ECLI:NL:RBDHA:2024:8371
Rechtbank Den Haag
- Vereenvoudigde behandeling
- S. Ketelaars - Mast
- Rechtspraak.nl
Afwijzing verzoek om voorlopige voorziening in asielzaak
In de zaak tussen de verzoeker en de staatssecretaris van Justitie en Veiligheid heeft de voorzieningenrechter van de Rechtbank Den Haag op 31 mei 2024 uitspraak gedaan. De verzoeker had een aanvraag ingediend voor een verblijfsvergunning asiel voor bepaalde tijd, welke op 2 mei 2024 door de staatssecretaris was afgewezen als kennelijk ongegrond. Hiertegen heeft de verzoeker beroep ingesteld en verzocht om een voorlopige voorziening. De zitting vond plaats op 24 mei 2024, maar de verzoeker was niet verschenen, terwijl de staatssecretaris zich liet vertegenwoordigen door zijn gemachtigde.
De voorzieningenrechter heeft in zijn overwegingen aangegeven dat er op dezelfde dag een uitspraak is gedaan in een andere zaak (NL24.19305) die verband houdt met het beroep van de verzoeker.
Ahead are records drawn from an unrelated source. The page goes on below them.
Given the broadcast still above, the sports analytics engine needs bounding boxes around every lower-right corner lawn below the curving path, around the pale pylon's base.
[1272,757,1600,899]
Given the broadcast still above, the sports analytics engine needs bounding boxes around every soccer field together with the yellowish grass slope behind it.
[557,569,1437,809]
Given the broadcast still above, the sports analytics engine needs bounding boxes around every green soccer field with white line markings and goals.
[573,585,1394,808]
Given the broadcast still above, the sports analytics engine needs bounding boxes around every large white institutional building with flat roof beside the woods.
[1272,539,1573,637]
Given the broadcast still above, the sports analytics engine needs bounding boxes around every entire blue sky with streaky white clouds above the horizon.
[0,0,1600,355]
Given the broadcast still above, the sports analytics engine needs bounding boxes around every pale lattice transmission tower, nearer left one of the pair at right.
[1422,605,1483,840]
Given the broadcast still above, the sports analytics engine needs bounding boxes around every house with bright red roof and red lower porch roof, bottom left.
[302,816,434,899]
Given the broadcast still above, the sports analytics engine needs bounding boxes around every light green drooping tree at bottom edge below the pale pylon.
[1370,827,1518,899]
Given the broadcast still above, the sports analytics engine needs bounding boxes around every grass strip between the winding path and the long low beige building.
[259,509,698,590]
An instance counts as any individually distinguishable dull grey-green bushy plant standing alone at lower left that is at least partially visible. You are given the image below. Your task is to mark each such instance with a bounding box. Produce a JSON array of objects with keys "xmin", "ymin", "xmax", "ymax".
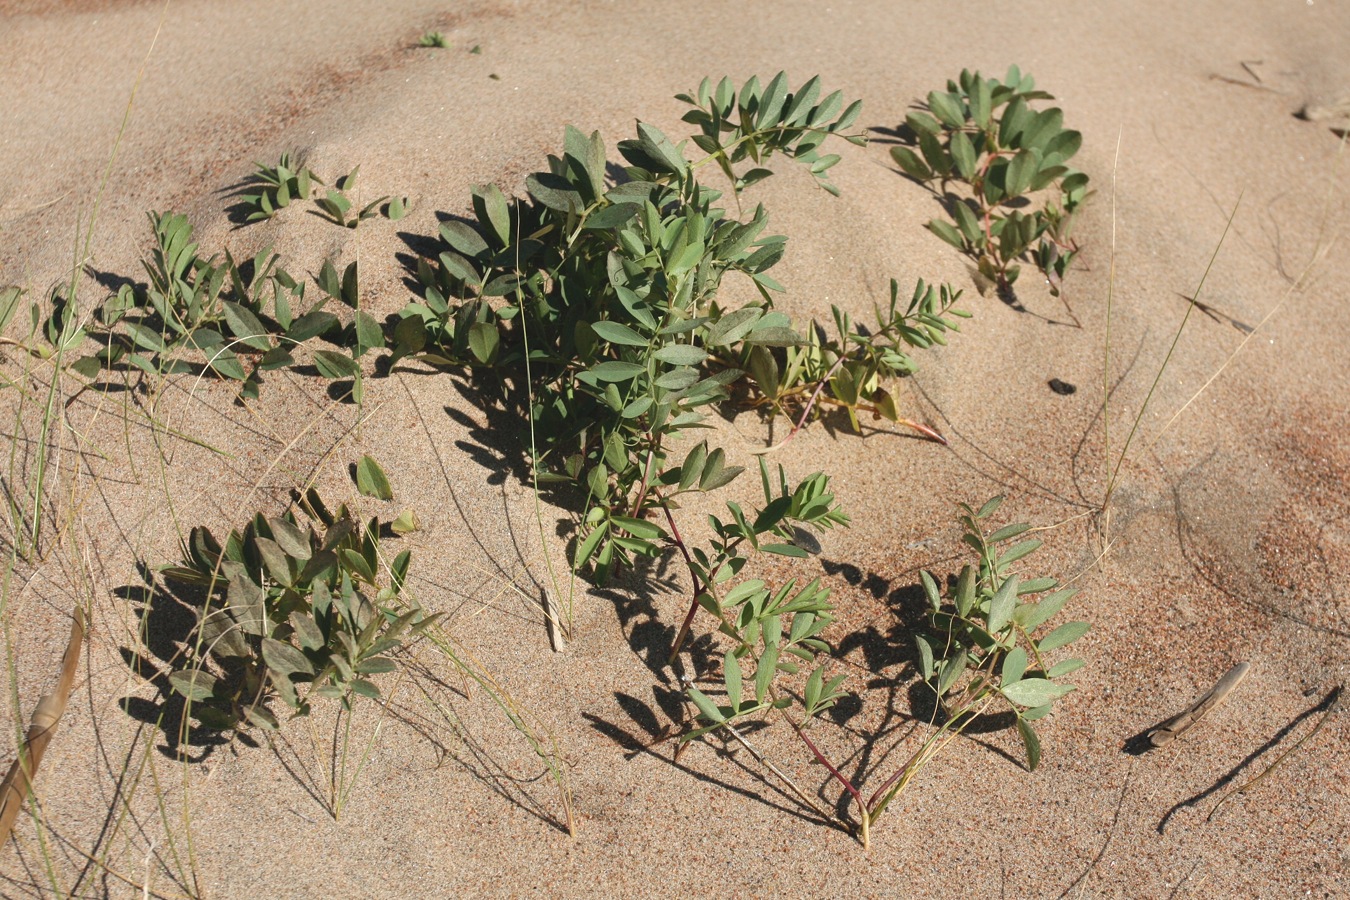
[{"xmin": 162, "ymin": 490, "xmax": 437, "ymax": 729}]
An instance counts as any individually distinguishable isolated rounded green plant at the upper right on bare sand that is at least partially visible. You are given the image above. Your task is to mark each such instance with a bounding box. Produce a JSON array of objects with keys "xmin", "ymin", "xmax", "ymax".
[{"xmin": 891, "ymin": 66, "xmax": 1089, "ymax": 296}]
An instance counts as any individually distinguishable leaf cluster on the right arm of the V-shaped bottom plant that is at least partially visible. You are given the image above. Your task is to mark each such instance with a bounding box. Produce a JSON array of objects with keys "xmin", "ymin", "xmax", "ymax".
[{"xmin": 915, "ymin": 497, "xmax": 1089, "ymax": 769}]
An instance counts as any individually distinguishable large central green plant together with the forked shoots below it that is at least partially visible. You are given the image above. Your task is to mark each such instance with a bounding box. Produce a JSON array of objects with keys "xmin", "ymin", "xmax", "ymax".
[{"xmin": 392, "ymin": 73, "xmax": 1085, "ymax": 845}]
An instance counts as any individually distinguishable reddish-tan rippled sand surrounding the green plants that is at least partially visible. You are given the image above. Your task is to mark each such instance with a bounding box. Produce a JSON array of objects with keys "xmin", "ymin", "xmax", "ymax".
[{"xmin": 0, "ymin": 0, "xmax": 1350, "ymax": 897}]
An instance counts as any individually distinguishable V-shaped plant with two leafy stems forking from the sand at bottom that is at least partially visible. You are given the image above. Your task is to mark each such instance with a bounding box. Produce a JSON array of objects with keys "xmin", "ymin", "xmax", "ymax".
[{"xmin": 680, "ymin": 496, "xmax": 1088, "ymax": 846}]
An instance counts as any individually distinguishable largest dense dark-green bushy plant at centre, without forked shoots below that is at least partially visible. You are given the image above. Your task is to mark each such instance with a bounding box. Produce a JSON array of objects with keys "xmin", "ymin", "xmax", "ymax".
[{"xmin": 394, "ymin": 74, "xmax": 957, "ymax": 579}]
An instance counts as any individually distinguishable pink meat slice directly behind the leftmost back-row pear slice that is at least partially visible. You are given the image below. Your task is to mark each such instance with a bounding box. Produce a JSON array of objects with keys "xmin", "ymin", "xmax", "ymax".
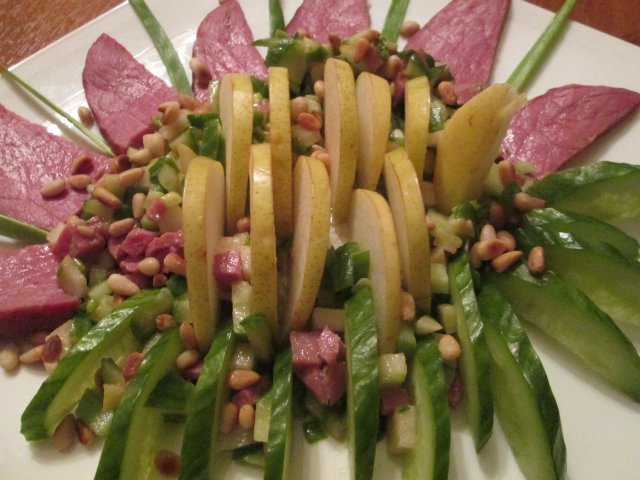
[{"xmin": 193, "ymin": 0, "xmax": 267, "ymax": 101}]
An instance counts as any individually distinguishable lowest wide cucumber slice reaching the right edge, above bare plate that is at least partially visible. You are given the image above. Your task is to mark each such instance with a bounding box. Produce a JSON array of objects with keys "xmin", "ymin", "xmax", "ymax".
[{"xmin": 483, "ymin": 264, "xmax": 640, "ymax": 401}]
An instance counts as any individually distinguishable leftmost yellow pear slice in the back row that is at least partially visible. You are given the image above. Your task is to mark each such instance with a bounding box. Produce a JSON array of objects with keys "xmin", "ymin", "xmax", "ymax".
[{"xmin": 220, "ymin": 73, "xmax": 253, "ymax": 235}]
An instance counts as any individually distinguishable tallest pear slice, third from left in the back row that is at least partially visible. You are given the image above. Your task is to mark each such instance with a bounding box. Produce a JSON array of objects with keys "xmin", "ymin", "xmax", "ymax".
[{"xmin": 324, "ymin": 58, "xmax": 359, "ymax": 223}]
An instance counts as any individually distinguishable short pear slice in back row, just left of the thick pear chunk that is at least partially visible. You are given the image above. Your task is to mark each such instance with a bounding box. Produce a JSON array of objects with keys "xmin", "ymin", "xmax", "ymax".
[{"xmin": 404, "ymin": 76, "xmax": 431, "ymax": 180}]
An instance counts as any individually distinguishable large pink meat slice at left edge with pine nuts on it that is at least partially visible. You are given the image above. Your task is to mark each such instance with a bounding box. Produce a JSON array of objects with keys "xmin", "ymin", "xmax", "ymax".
[{"xmin": 0, "ymin": 105, "xmax": 108, "ymax": 230}]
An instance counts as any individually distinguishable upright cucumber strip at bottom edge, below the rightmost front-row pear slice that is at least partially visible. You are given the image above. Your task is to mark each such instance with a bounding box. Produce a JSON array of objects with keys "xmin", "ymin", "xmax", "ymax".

Aangezien er inmiddels een uitspraak is gedaan op het beroep, is er geen noodzaak meer voor een voorlopige voorziening. Daarom heeft de voorzieningenrechter het verzoek om een voorlopige voorziening afgewezen. Tevens is er geen aanleiding voor een proceskostenveroordeling. De uitspraak is gedaan door mr. S. Ketelaars - Mast, in aanwezigheid van griffier A.P. Kuiters, en is openbaar gemaakt via een geanonimiseerde publicatie op rechtspraak.nl. Tegen deze uitspraak staat geen hoger beroep of verzet open.